Random Sample Consensus (RANSAC) is a fundamental approach for robustly estimating parametric models from noisy data. Existing learning-based RANSAC methods utilize deep learning to enhance the robustness of RANSAC against outliers. However, these approaches are trained and tested on the data generated by the same algorithms, leading to limited generalization to out-of-distribution data during inference. Therefore, in this paper, we introduce a novel diffusion-based paradigm that progressively injects noise into ground-truth data, simulating the noisy conditions for training learning-based RANSAC. To enhance data diversity, we incorporate Monte Carlo sampling into the diffusion paradigm, approximating diverse data distributions by introducing different types of randomness at multiple stages.
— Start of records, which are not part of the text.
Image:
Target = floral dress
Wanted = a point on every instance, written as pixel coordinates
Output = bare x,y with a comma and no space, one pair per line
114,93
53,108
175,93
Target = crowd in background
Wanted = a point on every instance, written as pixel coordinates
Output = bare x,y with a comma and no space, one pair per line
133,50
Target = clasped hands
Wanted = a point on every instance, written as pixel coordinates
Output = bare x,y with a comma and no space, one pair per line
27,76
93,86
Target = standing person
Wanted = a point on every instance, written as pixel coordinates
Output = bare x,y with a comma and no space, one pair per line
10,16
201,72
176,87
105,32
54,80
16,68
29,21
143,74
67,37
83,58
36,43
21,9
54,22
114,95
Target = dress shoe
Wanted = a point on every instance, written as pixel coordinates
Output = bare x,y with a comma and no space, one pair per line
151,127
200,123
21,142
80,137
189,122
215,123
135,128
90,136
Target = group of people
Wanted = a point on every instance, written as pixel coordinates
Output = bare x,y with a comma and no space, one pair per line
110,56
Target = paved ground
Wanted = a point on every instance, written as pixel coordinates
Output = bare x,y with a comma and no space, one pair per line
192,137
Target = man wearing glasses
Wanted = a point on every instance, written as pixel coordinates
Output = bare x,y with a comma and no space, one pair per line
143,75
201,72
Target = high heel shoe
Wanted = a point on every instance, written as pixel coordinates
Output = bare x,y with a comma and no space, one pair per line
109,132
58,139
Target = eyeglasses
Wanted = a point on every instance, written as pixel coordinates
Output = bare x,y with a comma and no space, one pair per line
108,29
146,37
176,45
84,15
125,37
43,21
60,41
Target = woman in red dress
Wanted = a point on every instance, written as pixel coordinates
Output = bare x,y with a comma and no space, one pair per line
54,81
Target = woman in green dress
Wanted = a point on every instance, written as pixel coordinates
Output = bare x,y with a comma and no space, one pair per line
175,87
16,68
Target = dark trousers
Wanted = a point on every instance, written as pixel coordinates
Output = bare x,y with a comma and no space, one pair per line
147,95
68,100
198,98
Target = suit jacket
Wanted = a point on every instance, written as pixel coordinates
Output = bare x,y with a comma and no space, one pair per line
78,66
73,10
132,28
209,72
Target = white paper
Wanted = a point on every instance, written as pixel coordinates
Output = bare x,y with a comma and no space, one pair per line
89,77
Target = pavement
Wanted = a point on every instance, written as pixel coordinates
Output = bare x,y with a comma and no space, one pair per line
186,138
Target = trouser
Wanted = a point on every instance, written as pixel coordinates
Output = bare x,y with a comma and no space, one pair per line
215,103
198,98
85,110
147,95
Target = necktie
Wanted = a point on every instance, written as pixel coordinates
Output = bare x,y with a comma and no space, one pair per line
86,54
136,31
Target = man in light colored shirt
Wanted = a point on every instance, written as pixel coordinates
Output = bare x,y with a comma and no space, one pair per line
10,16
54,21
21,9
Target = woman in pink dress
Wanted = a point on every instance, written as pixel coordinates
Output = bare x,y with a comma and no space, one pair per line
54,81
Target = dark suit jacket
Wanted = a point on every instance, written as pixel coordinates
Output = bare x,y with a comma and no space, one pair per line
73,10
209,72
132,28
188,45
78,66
We evaluate our approach in the context of feature matching through comprehensive experiments on the ScanNet and MegaDepth datasets. The experimental results demonstrate that our Monte Carlo diffusion mechanism significantly improves the generalization ability of learning-based RANSAC. We also develop extensive ablation studies that highlight the effectiveness of key components in our framework.

Paper Structure

This paper contains 17 sections, 9 equations, 5 figures, 9 tables.

Figures (5)

  • Figure 1: Advantage of Monte Carlo diffusion. Model-1 and Model-2 denote NG-RANSAC brachmann2019neural trained on SIFT lowe2004distinctive and LoFTR sun2021loftr, respectively. The green lines indicate inliers, and the red ones are outliers. As shown in the blue box, the models trained on specific patterns show limited generalization on out-of-distribution data, e.g., Model-2 trained on LoFTR performs poorly when tested on SIFT. In contrast, we propose a diffusion-based training mechanism where training data is agnostic to specific patterns through a Monte Carlo diffusion process. NG-RANSAC trained on diffused matches demonstrates better generalization across different initial matches.
  • Figure 2: Pipeline of the diffusion process. We leverage diffusion to simulate noisy data for training learning-based RANSAC. Given ground-truth matches $\mathbf{C}_{\text{gt}}$ between two images, we randomly split them into two subsets $\mathbf{C}_{\text{gt}}^{a}$ and $\mathbf{C}_{\text{gt}}^{b}$. $\mathbf{C}_{\text{gt}}^{a}$ is processed by a Monte Carlo diffusion module with multi-stage randomization, generating multiple sets of noised matches at different timesteps. The final diffused matches are formed by combining $\mathbf{C}_{\text{gt}}^{b}$ as inliers with $\mathbf{C}_n^{b}$ sampled at timestep $t_i$ as outliers. The learning-based RANSAC is then trained on the resulting diffused matches.
  • Figure 3: Illustration of the multi-stage randomization module. We randomly sample the three hyperparameters, timestep $t$, diffusion ratio $r$, and noise scale $s$, in the diffusion mechanism. This multi-stage randomization introduces different sources of randomness into the noised matches, affecting the diffusion intensity, outlier ratio, and noise level, respectively. Invalid matches in the tentative set are replaced by randomly sampled matches, which ensures the validity of the final diffused matches.
  • Figure 4: Visualization of diffused matches. Given the same image pair, different values of diffusion ratio and noise scale result in significantly different diffused matches.
  • Figure 5: Qualitative results. Init. Matches represent the initial correspondences generated by SIFT. Baseline and Ours indicate the pruned results using NG-RANSAC trained on LoFTR and diffused matches, respectively. The green and red lines denote inliers and outliers. The baseline shows limited generalization to SIFT, which serves as out-of-distribution data, leading to many outliers after the pruning. In contrast, our method achieves significantly better generalization, identifying more inliers.